A quelques exceptions près (comme celle du contrat polonais), les Etats-Unis tout comme l’Europe, et notamment la France, montrent moins de velléités à l’export que les Russes et les Chinois. A cela, rien d’étonnant : « Les Américains ont les mêmes problèmes que nous, relève Sylvaine Dhion, qui a coordonné une étude, en 2020-2022, sur le nucléaire à l’international pour le centre de réflexion The Shift Project. La filière est en difficulté, car il n’y a plus eu de grands chantiers depuis des années, les compétences se sont perdues, et le pays peine, aujourd’hui, à terminer la construction de deux de ses propres centrales. »

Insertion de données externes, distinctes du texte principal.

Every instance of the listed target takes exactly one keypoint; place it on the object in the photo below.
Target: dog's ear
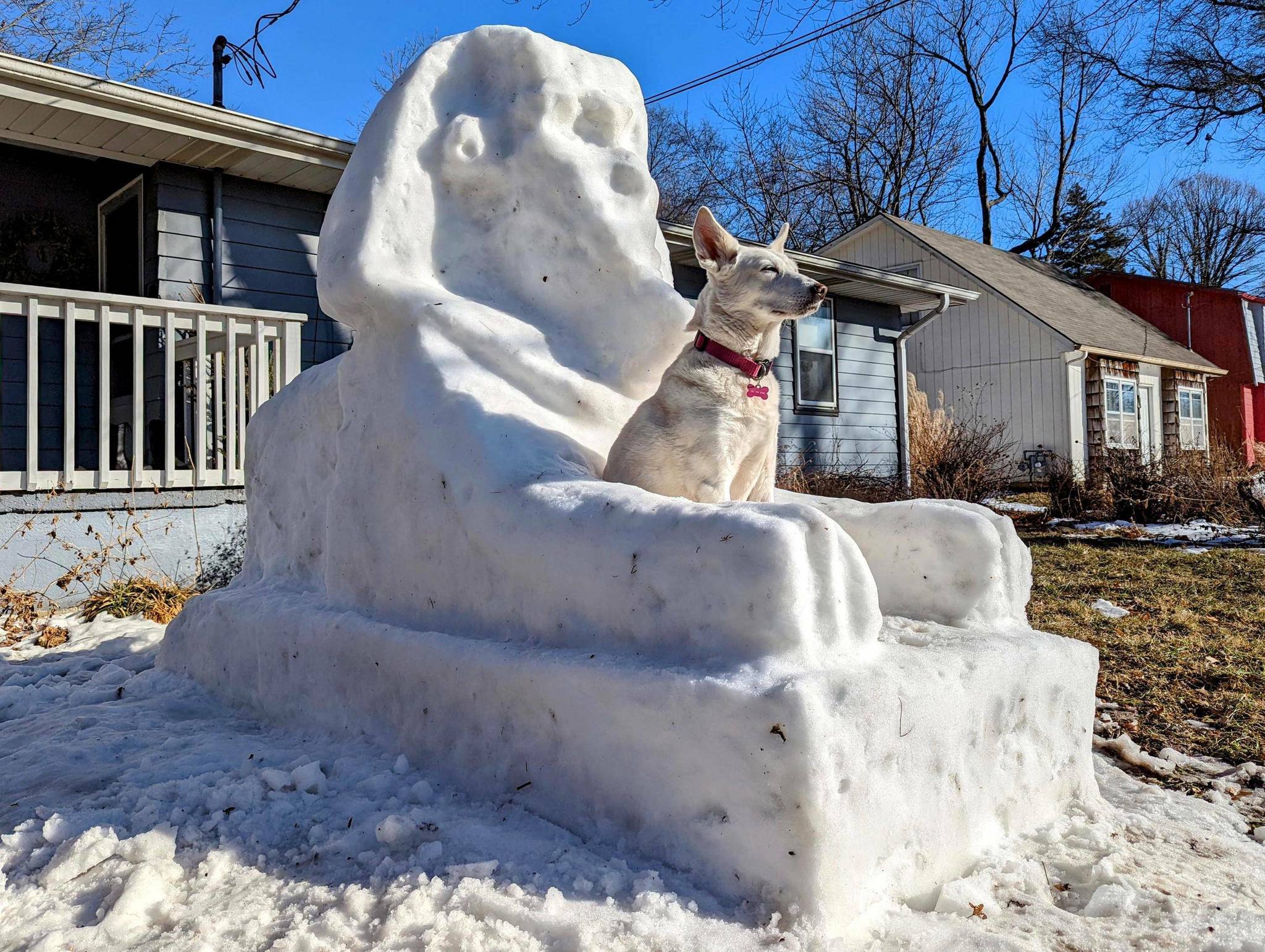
(714, 246)
(780, 243)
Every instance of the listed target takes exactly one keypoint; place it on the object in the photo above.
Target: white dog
(710, 432)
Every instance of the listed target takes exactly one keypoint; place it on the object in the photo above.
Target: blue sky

Cette petite musique n’est pas sans rappeler, en France, la litanie du chantier de Flamanville (Manche), ses retards en série, ses dépassements de budget, ainsi que le vieillissement du parc nucléaire et les défis techniques comme celui des corrosions. Ces impondérables obligent Paris à se recentrer sur son marché domestique, en se laissant parfois reléguer au second plan. « On aurait pu imaginer que l’Afrique du Sud, qui compte une centrale française sur son sol, avec la présence d’agents d’EDF, se tourne de nouveau vers la France pour construire de nouveaux réacteurs, ajoute Mme Dhion. Or Johannesbourg discute aussi avec la Chine, la Corée du Sud et la Russie. »
Pour relativiser, certains mettent en avant le fait que la France reste un pilier de la transition énergétique en Europe. « Outre son expérience d’exploitant, EDF est à ce jour le seul vendeur qui construit des centrales en Europe [au Royaume-Uni] », rétorque-t-on d’ailleurs au sein du groupe d’électricité.

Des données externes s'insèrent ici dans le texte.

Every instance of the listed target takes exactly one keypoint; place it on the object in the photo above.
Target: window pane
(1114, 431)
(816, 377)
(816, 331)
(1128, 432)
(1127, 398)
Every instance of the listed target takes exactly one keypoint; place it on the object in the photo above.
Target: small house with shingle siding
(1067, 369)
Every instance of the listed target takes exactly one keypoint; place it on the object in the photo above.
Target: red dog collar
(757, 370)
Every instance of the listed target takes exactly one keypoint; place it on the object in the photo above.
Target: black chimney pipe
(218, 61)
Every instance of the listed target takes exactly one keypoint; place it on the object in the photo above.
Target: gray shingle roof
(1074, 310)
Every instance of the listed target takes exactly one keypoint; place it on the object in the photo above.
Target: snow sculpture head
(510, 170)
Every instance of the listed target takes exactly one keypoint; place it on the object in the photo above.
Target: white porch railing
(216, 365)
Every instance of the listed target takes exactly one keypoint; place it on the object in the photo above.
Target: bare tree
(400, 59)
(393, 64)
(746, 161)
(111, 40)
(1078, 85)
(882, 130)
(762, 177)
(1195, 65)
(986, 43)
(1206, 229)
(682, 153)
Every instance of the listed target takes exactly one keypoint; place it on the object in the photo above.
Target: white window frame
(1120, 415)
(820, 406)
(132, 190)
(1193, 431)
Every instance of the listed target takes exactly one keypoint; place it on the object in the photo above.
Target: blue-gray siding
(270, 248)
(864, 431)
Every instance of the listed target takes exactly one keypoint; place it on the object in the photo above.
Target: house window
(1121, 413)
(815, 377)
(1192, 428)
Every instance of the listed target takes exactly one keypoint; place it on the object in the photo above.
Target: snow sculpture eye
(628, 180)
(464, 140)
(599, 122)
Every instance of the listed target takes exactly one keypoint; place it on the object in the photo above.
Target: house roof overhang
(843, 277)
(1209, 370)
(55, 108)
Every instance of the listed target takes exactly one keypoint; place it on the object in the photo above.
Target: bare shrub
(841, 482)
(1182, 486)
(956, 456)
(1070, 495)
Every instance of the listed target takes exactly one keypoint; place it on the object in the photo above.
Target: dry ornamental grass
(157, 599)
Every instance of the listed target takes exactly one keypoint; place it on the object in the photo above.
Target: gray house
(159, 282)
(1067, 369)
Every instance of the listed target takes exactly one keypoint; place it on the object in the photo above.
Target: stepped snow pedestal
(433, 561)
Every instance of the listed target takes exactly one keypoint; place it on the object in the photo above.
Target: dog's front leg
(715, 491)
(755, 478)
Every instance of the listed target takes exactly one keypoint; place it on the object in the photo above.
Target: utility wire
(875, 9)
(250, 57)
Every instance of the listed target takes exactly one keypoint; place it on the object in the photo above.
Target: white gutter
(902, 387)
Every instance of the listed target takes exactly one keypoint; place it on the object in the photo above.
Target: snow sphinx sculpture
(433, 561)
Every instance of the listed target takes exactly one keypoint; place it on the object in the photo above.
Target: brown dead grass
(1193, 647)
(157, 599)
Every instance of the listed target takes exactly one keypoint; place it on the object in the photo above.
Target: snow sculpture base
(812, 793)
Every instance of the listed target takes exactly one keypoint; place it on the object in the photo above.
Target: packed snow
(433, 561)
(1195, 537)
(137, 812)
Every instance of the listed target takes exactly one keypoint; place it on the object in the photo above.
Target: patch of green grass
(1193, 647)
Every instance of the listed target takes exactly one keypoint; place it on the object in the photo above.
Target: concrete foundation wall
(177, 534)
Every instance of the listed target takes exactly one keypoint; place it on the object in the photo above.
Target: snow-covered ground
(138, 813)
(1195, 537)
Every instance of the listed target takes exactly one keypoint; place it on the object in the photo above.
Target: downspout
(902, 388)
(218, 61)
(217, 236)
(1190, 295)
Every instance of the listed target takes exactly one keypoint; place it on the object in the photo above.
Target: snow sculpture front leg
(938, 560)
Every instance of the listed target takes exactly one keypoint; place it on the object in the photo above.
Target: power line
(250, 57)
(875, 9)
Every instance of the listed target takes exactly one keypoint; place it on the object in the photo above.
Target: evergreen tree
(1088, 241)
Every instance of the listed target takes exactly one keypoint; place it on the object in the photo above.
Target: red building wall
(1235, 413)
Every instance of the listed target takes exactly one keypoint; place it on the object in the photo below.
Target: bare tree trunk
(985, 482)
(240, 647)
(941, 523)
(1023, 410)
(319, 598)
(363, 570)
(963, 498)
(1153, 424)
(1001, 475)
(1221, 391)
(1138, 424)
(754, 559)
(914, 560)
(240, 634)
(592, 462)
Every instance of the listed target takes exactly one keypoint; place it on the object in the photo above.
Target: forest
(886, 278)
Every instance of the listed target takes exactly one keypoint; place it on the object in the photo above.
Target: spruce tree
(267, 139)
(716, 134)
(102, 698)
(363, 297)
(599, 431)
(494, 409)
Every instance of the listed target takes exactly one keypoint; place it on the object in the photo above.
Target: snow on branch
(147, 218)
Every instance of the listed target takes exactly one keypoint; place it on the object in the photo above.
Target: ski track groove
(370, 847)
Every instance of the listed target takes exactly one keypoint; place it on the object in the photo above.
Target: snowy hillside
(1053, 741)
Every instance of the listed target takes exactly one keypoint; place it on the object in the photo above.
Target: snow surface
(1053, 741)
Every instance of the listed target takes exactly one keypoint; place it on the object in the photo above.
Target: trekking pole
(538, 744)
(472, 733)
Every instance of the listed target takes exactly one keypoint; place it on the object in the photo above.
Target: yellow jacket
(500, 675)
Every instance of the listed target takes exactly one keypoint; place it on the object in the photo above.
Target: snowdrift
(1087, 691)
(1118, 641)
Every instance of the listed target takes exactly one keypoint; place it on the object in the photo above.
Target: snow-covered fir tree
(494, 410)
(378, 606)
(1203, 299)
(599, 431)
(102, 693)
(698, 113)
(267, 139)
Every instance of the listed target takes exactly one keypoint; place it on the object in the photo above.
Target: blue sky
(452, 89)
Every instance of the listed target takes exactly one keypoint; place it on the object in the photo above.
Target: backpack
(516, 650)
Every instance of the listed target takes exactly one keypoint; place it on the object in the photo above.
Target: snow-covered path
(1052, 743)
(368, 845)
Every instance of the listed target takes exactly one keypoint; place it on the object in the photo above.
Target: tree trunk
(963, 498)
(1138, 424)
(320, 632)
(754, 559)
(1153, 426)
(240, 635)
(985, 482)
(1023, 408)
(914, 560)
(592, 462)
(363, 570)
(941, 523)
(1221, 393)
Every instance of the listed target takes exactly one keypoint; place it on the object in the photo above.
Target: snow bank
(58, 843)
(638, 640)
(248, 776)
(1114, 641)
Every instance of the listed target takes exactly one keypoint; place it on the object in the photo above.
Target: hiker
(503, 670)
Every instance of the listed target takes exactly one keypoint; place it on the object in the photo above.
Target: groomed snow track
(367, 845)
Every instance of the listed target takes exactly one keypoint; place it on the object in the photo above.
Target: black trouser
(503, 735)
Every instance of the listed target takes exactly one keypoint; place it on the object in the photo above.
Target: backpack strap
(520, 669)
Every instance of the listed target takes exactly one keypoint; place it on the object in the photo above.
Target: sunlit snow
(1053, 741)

L’entreprise hexagonale met en avant son engagement dans plusieurs « processus compétitifs ou d’échanges » : en Pologne (au moins deux réacteurs), en République tchèque (de un à quatre réacteurs), en Slovénie (un ou deux réacteurs) et aux Pays-Bas (deux réacteurs). « EDF a également signé un accord exploratoire en Finlande et démarré des échanges avec la Suède », insiste-t-on chez EDF.
Il est vrai que la guerre en Ukraine a rebattu les cartes sur toutes les énergies, nucléaire compris. Afin de sécuriser leurs approvisionnements énergétiques, plusieurs pays ont opté pour le maintien en fonctionnement de leurs réacteurs au lieu de les fermer. C’est le cas de la Belgique et de l’Allemagne, où trois des derniers réacteurs ont été prolongés jusqu’à la mi-avril. D’autres, comme les Pays-Bas, puis la Suède, ont effectué, en 2022, après des changements de gouvernement, un revirement significatif de leur politique énergétique, en annonçant des projets de centrales.

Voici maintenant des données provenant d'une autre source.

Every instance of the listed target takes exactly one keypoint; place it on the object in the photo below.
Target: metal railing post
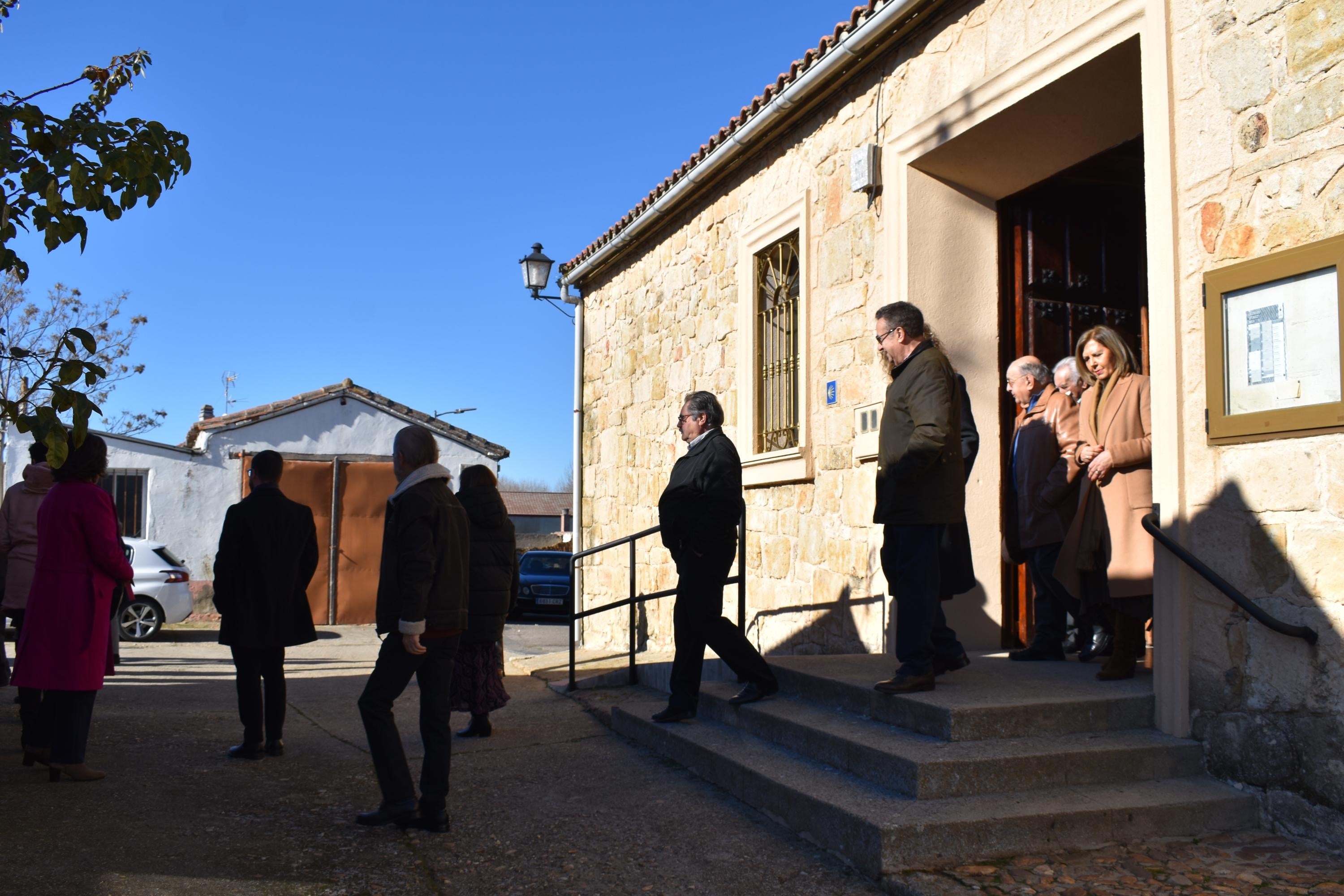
(635, 677)
(742, 571)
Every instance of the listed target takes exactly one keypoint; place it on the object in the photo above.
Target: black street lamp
(537, 271)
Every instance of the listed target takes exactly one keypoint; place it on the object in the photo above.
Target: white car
(162, 594)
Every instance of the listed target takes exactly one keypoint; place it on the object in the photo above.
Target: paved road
(551, 804)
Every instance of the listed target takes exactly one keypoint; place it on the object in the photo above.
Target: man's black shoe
(753, 692)
(402, 814)
(1034, 655)
(941, 665)
(246, 751)
(674, 714)
(902, 683)
(1103, 645)
(435, 821)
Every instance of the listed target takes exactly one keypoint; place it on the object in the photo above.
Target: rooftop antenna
(229, 378)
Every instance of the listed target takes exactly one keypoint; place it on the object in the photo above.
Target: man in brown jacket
(1046, 489)
(921, 492)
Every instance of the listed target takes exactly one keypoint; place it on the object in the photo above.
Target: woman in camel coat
(64, 648)
(1107, 559)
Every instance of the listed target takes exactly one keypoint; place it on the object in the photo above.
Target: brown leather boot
(1129, 646)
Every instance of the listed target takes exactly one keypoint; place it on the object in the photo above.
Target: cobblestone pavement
(1218, 866)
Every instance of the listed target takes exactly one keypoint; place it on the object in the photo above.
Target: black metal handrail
(1222, 585)
(740, 579)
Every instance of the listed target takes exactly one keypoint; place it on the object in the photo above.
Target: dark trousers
(250, 667)
(29, 699)
(698, 622)
(1053, 601)
(433, 672)
(64, 720)
(910, 563)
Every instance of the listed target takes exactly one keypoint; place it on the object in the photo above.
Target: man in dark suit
(699, 513)
(268, 554)
(921, 492)
(422, 607)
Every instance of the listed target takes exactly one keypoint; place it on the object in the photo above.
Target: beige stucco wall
(663, 322)
(1260, 150)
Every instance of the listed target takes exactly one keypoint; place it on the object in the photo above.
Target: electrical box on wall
(863, 168)
(867, 420)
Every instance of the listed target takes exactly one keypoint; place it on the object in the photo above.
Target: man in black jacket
(921, 492)
(422, 583)
(699, 513)
(268, 554)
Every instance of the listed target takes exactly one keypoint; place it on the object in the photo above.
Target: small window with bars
(777, 273)
(128, 496)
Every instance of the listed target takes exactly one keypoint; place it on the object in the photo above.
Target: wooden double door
(1073, 252)
(347, 499)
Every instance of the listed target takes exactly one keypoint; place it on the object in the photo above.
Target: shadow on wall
(1268, 707)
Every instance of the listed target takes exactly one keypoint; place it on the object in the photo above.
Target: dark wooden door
(1073, 257)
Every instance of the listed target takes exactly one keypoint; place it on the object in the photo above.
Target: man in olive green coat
(921, 491)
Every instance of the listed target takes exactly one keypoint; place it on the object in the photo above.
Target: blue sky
(366, 177)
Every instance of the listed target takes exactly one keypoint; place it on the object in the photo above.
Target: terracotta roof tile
(538, 503)
(785, 78)
(252, 414)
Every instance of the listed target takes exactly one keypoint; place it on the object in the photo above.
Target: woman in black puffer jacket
(479, 669)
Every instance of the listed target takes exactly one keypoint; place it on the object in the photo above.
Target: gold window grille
(777, 345)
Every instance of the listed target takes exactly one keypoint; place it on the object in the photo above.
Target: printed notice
(1265, 346)
(1283, 343)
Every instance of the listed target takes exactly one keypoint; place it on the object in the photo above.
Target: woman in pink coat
(64, 646)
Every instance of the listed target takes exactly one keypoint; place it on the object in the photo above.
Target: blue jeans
(910, 563)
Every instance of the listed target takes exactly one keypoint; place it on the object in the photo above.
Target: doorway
(1073, 254)
(345, 587)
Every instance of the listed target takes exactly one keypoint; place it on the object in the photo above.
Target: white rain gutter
(842, 54)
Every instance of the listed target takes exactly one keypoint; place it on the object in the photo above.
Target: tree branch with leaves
(53, 171)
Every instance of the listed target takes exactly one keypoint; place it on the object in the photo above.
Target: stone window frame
(793, 464)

Les divisions persistent cependant au sein de l’Union européenne, où onze pays, menés par l’Autriche, se sont ouvertement opposés, le 28 mars, à l’inclusion du nucléaire notamment dans les objectifs d’énergies renouvelables. Au contraire de ce que prônent la France et ses alliés. « Treize pays en Europe veulent recourir au nucléaire, et cela se traduit par des études, des appels à projets et des appels d’offres », constate Valérie Faudon. A l’Est, la Pologne, la Roumanie, la Bulgarie, la République tchèque, la Slovaquie et la Croatie sont dans ce camp. Des pays qui, pour certains, ont sur leur sol, des centrales de technologie russe. « A l’exception de la Hongrie, les autres cherchent désormais à s’en détourner », relève cette spécialiste. Le chemin risque cependant d’être escarpé, long et coûteux.